The majority envisions that relying on state law
will create other opportunities for “gamesmanship” by landowners
and States: The former, it contends, “might seek to alter [lot]
lines in anticipation of regulation,” while the latter might pass a
law that “consolidates . . . property” to avoid a
successful takings claim. Ante, at 11, 17. But such obvious
attempts to alter the legal landscape in anticipation of a lawsuit
are unlikely and not particularly difficult to detect and disarm.
We rejected the strategic splitting of property rights in Penn
Central, and courts could do the same if faced with an attempt
to create a takings-specific definition of “private property.” Cf.
Phillips v. Washington Legal Foundation, 524
U. S. 156, 167 (1998) (“[A] State may not sidestep the Takings
Clause by disavowing traditional property interests long recognized
under state law”).
Once the relevant property is identified, the
real work begins. To decide whether the regulation at issue amounts
to a “taking,” courts should focus on the effect of the regulation
on the “private property” at issue. Adjacent land under common
ownership may be relevant to that inquiry. The owner’s possession
of such a nearby lot could, for instance, shed light on how the
owner reasonably expected to use the parcel at issue before the
regulation. If the court concludes that the government’s action
amounts to a taking, principles of “just compensation” may also
allow the owner to recover damages “with regard to a separate
parcel” that is contiguous and used in conjunction with the parcel
at issue. 4A L. Smith & M. Hansen, Nichols’ Law of Eminent
Domain, ch. 14B, §14B.02 (rev. 3d ed. 2010).
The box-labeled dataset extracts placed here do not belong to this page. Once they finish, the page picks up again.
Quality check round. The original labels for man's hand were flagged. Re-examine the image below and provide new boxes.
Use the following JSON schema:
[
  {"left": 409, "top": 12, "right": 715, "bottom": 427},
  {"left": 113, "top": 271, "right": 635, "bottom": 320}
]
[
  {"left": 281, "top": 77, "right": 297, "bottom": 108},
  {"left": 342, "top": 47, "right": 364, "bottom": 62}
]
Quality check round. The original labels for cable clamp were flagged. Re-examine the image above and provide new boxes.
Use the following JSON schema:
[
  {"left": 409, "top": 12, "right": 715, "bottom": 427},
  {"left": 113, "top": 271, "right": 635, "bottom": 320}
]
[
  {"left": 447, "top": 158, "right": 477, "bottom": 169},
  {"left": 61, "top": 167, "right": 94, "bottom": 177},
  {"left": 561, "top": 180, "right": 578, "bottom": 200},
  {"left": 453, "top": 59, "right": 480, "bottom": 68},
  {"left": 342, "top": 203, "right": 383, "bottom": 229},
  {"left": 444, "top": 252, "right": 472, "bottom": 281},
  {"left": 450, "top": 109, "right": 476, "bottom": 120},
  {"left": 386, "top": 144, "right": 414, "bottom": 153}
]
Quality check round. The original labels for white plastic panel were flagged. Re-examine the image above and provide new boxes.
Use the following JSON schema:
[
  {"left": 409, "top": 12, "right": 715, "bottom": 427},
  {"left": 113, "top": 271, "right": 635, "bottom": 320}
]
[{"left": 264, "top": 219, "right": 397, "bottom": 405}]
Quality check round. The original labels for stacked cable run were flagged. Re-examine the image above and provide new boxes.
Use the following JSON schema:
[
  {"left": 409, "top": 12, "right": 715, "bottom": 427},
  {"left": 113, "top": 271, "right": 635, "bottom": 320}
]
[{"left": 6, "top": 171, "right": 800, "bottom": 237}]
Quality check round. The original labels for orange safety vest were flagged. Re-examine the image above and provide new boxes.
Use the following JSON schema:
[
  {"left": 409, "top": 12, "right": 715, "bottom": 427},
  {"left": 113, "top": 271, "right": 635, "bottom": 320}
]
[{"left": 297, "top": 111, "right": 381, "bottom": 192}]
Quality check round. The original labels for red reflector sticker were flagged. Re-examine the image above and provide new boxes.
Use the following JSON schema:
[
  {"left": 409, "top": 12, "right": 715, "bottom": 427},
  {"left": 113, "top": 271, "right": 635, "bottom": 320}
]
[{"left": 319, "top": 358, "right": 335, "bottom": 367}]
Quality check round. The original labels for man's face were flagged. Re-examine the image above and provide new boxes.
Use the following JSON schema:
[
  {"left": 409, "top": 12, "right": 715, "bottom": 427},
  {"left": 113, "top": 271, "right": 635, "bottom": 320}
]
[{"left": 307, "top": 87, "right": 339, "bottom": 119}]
In sum, the “parcel as a whole” requirement
prevents a property owner from identifying a single “strand” in his
bundle of property rights and claiming that interest has been
taken. Allowing that strategic approach to defining “private
property” would undermine the balance struck by our regulatory
takings cases. Instead, state law creates distinct parcels of land
and defines the rights that come along with owning those parcels.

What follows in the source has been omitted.